8.2. As for the rest, the Company shall be responsible for:
8.2.1.The intended actions or grievous dereliction of duty of its legal representatives or leading officials;
8.2.2. In the case of violation of essential obligations of the Agreement, which make it possible to perform this Agreement and on the performance of which the other Party confidently constantly relies.
8.3. Financial responsibility shall be limited to the compensation of actual damage, which will be determined by the participants or by the court decision.
9. Period of Validity of this Agreement
9.1. This Agreement shall be concluded for indefinite period. The Affiliate can terminate this Agreement, having deactivated account, having written a letter to the support engineers.
9.2. If the Affiliate has an amount of reward unpaid on the account, it will be paid out to the account previously mentioned in the personal account in the next period of payment.

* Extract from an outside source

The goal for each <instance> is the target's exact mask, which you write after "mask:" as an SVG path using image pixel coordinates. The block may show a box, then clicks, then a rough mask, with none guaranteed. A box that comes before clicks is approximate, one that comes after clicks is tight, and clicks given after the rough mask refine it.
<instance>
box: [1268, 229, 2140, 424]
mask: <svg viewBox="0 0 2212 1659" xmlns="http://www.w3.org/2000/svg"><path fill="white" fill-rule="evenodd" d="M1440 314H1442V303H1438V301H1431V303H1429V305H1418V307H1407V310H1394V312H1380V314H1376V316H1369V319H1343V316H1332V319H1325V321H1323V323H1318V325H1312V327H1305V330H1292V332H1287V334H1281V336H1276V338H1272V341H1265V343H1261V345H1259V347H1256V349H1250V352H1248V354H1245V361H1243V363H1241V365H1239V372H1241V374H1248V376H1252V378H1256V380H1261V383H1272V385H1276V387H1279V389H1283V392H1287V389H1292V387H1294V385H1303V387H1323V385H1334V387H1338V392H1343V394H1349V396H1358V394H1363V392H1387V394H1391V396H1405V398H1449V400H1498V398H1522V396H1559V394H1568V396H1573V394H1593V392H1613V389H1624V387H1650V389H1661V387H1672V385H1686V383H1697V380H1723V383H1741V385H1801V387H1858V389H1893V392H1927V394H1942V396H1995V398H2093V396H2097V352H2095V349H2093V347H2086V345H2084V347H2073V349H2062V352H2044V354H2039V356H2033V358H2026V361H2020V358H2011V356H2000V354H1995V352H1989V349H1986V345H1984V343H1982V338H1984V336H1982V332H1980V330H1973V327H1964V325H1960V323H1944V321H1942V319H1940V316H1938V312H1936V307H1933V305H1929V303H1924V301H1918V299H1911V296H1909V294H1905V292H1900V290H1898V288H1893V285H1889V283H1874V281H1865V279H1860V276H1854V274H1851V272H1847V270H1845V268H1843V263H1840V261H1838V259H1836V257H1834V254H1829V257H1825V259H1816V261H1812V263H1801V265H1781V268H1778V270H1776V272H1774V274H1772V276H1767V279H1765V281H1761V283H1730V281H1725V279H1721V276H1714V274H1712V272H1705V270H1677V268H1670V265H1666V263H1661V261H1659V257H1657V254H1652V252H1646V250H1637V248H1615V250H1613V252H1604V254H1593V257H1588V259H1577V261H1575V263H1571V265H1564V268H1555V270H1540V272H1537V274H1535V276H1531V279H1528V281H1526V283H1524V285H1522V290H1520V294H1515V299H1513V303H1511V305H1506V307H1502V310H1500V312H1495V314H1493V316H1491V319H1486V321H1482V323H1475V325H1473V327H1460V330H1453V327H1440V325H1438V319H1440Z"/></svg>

9.3. All deals completed prior to the termination of the Agreement will be processed according to the normal procedure.
10. Final Provisions
10.1. The Company shall reserve a right to change less important provisions of this Agreement no reason given and at any time, if these changes do not influence the general provisions of this Agreement. Notification of the changes shall be sent via e-mail at least 5 (five) days prior to the coming into effect.
10.2. If the Affiliate has nothing against the changes in writing during 5 (five) days from the date of their delivery to its e-mail, the changes will come into force for him.
10.3. If the Affiliate contradicts against the changes, then this Agreement will be deemed to be terminated.
10.4. In case, if the Parties cannot settle the disputes and/or conflicts between them by means of negotiations, such disputes will be settled in the International Commercial Court of Arbitration affiliated with the Chamber of Commerce and Industry of Ukraine.
10.4. If individual provisions of this Agreement completely or partially are null and void, the validity of the other provisions will remain in force. The provisions, which became invalid, shall be deemed to be replaced with another one, the closest in meaning and designation. This shall be true for potential omitted provisions of this Agreement.
10.5. This Agreement can be terminated on the initiative of the Company unilaterally, in a case of violation by the Affiliate of the obligations, mentioned in this Agreement. The Agreement shall be deemed to be terminated according to the circumstances, mentioned in this clause, upon the expiration of 24 hours after the sending e-mail with the notice of termination to the e-mail account of the Affiliate, the fact of receipt and reading by the Affiliate of the notice of termination of the Agreement in this case is of no importance.